On the minus side of the scale, there’s a tossed-off reference to a character running like a “pickaninny” who heard a scary noise in a graveyard. It’s a painful and unpleasant line to read.
When I first saw the title of WORLD’S FAIR GOBLIN (written by William Bogart based on Lester Dent‘s outline) I assumed it was about a blond (i.e., fair-haired) monster. Instead it’s about a goblin at the 1939 World’s Fair in New York, a headline-grabbing event back in the day. I don’t know if that boosted sales any but it must have been a kick for readers to see Doc performing a surgical demonstration (ground-breaking brain surgery technique), or have characters slipping into the Trylon and Perisphere (shown to the right of Doc on the cover) or get factoids about the miles of water and electrical tunnels running underground at the fair.
Against this background we have the appearance of Maximus, an eight-foot tall hulk strong enough to carry Monk away like a baby.
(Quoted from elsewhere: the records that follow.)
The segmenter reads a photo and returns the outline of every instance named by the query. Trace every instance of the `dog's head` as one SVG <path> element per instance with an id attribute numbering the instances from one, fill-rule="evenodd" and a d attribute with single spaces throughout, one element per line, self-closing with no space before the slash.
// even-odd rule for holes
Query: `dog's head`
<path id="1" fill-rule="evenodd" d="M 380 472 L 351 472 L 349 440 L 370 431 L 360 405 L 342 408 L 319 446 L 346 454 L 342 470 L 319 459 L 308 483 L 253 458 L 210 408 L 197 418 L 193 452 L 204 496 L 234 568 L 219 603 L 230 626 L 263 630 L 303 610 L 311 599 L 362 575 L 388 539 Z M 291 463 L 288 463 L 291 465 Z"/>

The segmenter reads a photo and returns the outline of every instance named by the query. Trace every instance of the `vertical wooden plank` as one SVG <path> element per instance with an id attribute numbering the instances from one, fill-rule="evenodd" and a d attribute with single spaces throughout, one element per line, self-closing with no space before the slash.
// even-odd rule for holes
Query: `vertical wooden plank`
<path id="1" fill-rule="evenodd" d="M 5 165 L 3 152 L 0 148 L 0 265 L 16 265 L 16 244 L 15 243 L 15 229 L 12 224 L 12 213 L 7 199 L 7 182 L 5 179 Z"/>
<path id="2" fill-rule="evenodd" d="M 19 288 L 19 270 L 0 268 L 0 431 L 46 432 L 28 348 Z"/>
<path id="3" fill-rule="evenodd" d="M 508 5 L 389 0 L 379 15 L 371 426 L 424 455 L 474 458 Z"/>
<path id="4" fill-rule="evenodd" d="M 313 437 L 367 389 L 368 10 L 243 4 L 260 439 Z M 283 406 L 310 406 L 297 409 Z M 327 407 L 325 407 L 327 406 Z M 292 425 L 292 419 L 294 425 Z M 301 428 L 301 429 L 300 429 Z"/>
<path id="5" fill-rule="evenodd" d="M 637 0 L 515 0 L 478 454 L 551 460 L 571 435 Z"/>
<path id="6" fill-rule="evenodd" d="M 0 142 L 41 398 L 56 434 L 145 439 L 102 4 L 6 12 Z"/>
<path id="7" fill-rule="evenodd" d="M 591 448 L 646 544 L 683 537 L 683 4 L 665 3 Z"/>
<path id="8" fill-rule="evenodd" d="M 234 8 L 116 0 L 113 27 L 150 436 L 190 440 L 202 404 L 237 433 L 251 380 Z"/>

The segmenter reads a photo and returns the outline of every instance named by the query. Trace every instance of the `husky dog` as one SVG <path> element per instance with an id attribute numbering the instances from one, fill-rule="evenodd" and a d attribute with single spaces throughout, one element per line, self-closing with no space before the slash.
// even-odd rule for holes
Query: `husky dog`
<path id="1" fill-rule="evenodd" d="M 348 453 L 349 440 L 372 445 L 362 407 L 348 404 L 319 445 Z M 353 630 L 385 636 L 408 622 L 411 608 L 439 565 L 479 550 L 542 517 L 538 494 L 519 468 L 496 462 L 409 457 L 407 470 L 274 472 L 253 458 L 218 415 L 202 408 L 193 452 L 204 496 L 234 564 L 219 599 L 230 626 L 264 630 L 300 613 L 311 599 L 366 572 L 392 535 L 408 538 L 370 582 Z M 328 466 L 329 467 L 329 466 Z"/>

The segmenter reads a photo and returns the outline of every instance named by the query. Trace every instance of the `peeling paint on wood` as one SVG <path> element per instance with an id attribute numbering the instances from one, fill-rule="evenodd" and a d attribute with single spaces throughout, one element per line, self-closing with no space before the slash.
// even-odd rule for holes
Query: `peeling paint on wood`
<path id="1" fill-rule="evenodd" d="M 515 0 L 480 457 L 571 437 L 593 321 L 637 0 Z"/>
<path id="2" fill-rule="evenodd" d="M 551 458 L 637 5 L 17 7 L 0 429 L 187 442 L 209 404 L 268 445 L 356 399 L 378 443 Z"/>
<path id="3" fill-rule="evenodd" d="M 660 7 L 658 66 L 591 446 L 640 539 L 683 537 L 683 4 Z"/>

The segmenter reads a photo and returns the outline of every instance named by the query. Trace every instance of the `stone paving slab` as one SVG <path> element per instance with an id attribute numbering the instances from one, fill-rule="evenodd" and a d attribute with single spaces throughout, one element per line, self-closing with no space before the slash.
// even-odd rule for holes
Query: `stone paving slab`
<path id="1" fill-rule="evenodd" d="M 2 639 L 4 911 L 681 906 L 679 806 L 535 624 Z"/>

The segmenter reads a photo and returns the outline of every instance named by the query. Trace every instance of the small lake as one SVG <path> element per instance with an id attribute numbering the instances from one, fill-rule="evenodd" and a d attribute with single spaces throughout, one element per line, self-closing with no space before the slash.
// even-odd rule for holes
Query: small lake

The product of a mad scientist’s experiments in creating “the Man of Tomorrow,” Maximus is capturing more prisoners for his master to experiment on: the scientist claims that while Max became a super-strong moron, someone as brilliant as Doc’s aides would have brains and brawn.
As it turns out, this is a cover story. The real prize is a suitcase size battery capable of storing the entire output of the Niagara Falls power plant; the Perisphere has been designed as a super-generator capable of charging the battery. The villain wants it, possibly for its industrial potential or maybe as a tool of evil (there are several references to how it could suck up enough power to black out a city. This is a straightforward action/sf pulp adventure and overall a better one than The Freckled Shark (though Henry Peace makes up for a lot).
Covers by James Bama, all rights to current holder.